Agora, Moreira tem uma nova missão: virou pai da Margot, 5 meses. “São dois
desafios: educar o Arthur para não oprimir as mulheres e a Margot para não ser
oprimida. Ensinamos aos dois o respeito ao corpo”, conta o pai. A educação
também passa pelos brinquedos, que não têm qualquer distinção. Margot poderá
brincar com carrinhos, e Arthur tem jogo de cozinha. “Nas lojas, as pessoas
veem o Arthur brincando com panelas, ficam curiosos, acham estranho, mas nunca
comentaram nada”, diz.
Esse tipo de criação têm sido
valorizada nesse momento de combate aos preconceitos, mas muitos começaram a
mudança lá atrás. O psicólogo Francisco Viana, 61, é pai de um casal de 29 e 32
anos. “Tratei eles como dois sujeitos humanos sem diferenças por causa do sexo.
Confesso que não é fácil, temos medo da violência, mas minha filha jamais foi
impedida de fazer algo com a justificativa de que era mulher”, relata.
O cineasta Alexandre Jordão, 43,
deixa claro para as filhas adolescentes que “elas não dependem de homem nenhum
para serem felizes e têm livre liberdade na orientação sexual”. (JS)
“Depois daquele dia (em maio de
2015, quando Arthur, então com 4 anos, ouviu de um colega na escola que parecia
uma “menininha” por pintar as unhas de esmalte, o padrasto também pintou as
unhas para driblar o preconceito e mostrar que todos podem usar as cores), não
aconteceu mais nada, e de vez em quando ele ainda pinta as unhas.

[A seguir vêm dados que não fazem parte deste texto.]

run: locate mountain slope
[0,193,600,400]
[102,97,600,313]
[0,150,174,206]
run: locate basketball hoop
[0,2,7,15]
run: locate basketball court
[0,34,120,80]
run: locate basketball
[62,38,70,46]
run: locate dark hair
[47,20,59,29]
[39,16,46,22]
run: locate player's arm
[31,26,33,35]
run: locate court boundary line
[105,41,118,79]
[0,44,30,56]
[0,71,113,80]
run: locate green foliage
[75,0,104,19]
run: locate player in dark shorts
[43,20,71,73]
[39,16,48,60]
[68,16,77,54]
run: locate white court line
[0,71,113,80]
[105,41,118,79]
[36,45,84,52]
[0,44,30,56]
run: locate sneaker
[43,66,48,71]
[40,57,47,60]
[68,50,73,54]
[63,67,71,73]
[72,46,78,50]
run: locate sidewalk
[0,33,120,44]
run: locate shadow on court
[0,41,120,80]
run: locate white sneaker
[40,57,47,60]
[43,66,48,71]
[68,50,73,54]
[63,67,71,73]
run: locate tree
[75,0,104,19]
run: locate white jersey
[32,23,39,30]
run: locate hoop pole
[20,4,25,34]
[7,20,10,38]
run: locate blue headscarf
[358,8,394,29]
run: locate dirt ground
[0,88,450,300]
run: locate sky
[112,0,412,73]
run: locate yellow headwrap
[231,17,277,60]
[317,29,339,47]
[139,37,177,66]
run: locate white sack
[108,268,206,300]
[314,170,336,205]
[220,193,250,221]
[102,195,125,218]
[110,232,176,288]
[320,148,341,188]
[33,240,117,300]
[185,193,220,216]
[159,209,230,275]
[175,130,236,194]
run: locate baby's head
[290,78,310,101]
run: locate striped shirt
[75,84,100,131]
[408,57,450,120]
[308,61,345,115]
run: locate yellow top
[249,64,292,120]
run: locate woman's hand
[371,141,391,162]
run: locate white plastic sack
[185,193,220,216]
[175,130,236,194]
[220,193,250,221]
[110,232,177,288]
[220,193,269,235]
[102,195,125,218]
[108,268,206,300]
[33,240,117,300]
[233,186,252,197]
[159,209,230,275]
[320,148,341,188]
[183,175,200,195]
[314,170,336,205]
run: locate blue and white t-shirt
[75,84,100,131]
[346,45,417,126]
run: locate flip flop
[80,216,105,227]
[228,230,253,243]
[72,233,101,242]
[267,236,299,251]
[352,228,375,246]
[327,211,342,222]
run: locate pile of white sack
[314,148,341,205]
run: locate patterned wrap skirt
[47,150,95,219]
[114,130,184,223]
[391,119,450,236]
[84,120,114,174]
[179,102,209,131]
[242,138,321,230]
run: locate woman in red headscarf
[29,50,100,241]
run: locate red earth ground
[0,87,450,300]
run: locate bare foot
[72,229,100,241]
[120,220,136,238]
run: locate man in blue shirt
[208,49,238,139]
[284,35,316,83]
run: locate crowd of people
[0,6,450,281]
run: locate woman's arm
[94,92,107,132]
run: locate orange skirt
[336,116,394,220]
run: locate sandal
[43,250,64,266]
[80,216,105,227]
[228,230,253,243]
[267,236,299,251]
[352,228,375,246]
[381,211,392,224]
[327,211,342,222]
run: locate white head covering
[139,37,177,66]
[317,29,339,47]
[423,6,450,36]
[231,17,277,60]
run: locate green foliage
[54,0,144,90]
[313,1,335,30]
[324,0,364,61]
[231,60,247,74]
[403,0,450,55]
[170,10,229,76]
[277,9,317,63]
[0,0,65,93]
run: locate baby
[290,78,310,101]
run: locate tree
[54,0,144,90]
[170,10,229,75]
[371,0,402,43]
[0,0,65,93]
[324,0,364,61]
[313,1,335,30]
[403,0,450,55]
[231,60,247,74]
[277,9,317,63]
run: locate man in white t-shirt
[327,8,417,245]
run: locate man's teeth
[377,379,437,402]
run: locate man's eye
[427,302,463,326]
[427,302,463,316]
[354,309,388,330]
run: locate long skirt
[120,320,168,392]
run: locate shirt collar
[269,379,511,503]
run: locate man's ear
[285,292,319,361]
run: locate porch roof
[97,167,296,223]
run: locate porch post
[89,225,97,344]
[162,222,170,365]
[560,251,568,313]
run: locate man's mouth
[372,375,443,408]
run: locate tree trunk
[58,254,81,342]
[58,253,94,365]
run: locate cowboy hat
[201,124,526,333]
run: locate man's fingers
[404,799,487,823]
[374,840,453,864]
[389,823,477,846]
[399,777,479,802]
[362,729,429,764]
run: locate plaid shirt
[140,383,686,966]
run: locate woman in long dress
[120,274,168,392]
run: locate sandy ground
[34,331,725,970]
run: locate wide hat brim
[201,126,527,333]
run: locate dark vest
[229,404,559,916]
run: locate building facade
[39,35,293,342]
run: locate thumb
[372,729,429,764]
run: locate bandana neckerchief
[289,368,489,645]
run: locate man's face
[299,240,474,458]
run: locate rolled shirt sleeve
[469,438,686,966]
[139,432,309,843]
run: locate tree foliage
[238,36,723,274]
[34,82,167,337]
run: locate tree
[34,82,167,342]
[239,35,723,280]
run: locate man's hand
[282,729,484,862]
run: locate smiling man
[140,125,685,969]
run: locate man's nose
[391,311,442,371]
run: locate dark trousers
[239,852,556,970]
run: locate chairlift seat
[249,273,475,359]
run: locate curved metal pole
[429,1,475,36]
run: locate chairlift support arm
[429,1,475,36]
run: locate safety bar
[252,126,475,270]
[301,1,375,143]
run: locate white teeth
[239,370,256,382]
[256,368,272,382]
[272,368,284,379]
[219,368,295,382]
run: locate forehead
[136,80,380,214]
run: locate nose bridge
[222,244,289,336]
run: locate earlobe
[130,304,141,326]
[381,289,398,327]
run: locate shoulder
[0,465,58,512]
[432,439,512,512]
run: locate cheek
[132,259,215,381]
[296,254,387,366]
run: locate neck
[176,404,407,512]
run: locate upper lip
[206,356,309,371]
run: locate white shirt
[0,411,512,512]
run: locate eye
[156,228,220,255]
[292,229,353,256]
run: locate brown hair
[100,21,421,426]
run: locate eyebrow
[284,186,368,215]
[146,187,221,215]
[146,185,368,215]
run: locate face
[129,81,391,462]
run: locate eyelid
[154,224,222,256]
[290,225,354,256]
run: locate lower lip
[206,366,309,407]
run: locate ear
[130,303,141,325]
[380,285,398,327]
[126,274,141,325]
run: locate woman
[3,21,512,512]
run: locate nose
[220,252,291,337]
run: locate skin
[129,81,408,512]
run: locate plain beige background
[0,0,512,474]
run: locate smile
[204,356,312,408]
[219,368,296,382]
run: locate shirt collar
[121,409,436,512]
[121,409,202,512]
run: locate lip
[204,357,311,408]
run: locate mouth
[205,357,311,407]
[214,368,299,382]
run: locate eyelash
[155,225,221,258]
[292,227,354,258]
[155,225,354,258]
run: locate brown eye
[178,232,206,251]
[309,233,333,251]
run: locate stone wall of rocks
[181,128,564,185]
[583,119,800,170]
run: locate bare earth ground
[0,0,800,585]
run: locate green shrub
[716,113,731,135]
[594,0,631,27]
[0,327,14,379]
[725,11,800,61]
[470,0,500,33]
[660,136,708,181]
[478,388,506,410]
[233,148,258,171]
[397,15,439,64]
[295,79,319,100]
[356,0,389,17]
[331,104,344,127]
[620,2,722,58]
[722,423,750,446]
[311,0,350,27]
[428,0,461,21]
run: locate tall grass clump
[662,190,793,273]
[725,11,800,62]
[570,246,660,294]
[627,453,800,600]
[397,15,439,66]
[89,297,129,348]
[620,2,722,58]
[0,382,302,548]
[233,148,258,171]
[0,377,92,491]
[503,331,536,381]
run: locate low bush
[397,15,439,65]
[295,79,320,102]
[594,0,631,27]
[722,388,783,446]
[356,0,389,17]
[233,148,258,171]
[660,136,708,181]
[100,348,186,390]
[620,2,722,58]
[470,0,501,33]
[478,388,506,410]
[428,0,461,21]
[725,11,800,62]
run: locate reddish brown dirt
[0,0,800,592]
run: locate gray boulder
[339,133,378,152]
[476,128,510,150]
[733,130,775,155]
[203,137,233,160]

Acho
importante as crianças brincarem com tudo, porque isso vai ajudar lá na frente.
Arthur gosta de cozinhar e me ajuda a lavar a louça e a passar pano na casa.
Ele vê que aqui todos têm que fazer tudo. Agora, temos a Margot, e já é
estipulado que sou eu quem troco as fraldas”. (Thiago Moreira, 28)
Todos juntos e misturados
“Os brinquedos do Jimi e do Zion
são os mesmos da Gaia. Aqui não tem essa de brinquedo de menino e de menina nem
historinhas de princesa, a gente tenta trazer tudo para a normalidade. A
família é que às vezes dá coisa rosa para a Gaia. Mas eles dormem no mesmo
quarto, não tem diferença. Sou vegano e, além da igualdade de gêneros, prezo
pela igualdade de todos os seres vivos. Então, todo mundo faz tudo, já é normal
para mim estar sozinho com eles. Ano passado viajei só com os dois meninos.
Estranho é estar sem eles. Às vezes ainda nos pegamos sendo machistas, tipo “ó,
não faz isso que é coisa de menina”. (Israel Motta, 27).